Con esta medida, la gestora, integrada por destacados miembros del PNV como la diputada de Cultura Josune Ariztondo, pretende superar la campaña de acoso puesta en marcha por la izquierda abertzale en 2003 en favor de la insumisión fiscal y que se ha incrementado desde los pasados comicios. Esa presión ya obligó al Ayuntamiento a renunciar a la contratación de una empresa que asumiese la gestión recaudatoria. Gesmunipal fue la única que presentó una propuesta para hacerse cargo de este servicio, pero las autoridades locales desistieron al advertir cómo el entorno radical agudizaba su acoso, difundía en Internet consignas a favor de la desobediencia civil e instaba a sus seguidores a colapsar con llamadas o escritos la sede de la compañía. Además, elevó el tono de las amenazas al presidente de la gestora, Félix Aranbarri, al que califica de «líder golpista» por encabezar ese órgano, creado tras la negativa de los electos de PNV y EA a tomar posesión de sus cargos por las coacciones de simpatizantes de ANV, que reclaman la alcaldía. Esta formación ampara tal exigencia en que los votos nulos -la opción que propugnaba al no poder concurrir a las urnas- fueron mayoría en Ondarroa.
Los responsables municipales confían en que la Hacienda foral comience a reclamar a principios de 2009 las cantidades impagadas, después de revisar toda la documentación que le va a aportar el Consistorio.

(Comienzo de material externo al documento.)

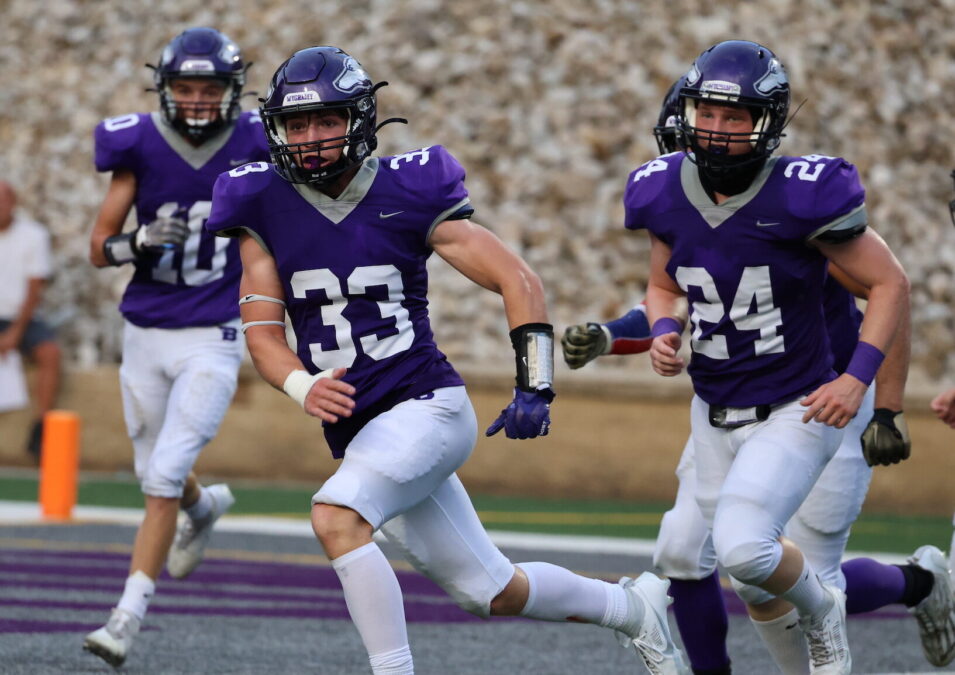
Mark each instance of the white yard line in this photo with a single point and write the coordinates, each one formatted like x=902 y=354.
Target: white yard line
x=28 y=513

Reconocen, no obstante, que será difícil cobrar una parte de esos tributos, ya que el periodo para reclamar su abono ha prescrito. «Es un proceso bastante largo y complejo que se desarrollará de manera escalonada, empezando por los deudores más antiguos», explicó ayer Arambarri a este periódico.
«Agravio»
El regidor admitió que la insumisión fiscal ha tenido una repercusión directa en los fondos del Ayuntamiento, además de suponer un «agravio comparativo con el resto de los contribuyentes». Los gestores de Ondarroa no imputan toda la deuda a militantes de la izquierda abertzale, ya que algunos impagos se remontan a la legislatura en que el Consistorio estuvo en manos de HB, con Loren Arkotxa de alcalde.
No obstante, subrayan cómo decenas de familias se sumaron a la campaña de desobediencia civil tras las elecciones de 2003, cuando la 'makila' quedó en manos de Aitor Maruri (PNV). Ya entonces Batasuna comenzó a arengar a sus bases para que dejaran de pagar los impuestos locales. El boicot se ha reactivado en los últimos meses después de que los representantes de ANV -cuya lista fue ilegalizada por el Supremo y el Constitucional al considerar que estaba 'contaminada' por la coalición proscrita- hayan cargado contra la gestora al entender que carece de legitimidad. La izquierda aber- tzale asegura que al menos 200 familias respaldan esta iniciativa y que no abonarán los tributos hasta que no sean los aeneuvistas quienes gestionen el municipio y se les devuelva así sus «derechos políticos».
La tensión existente ha provocado también conatos de agresión entre los propios vecinos. El Ayuntamiento ha tenido, además, que invertir más de 20.000 euros en reparar los daños ocasionados por actos vandálicos. «Son gastos originados por el simple hecho de dañar y ensuciar, que es el grito de moda en la localidad, y para la que sus autores han diseñado el eslogan 'Sikinju Ondarru' -Ensucia Ondarroa-», denunciaron desde la Corporación.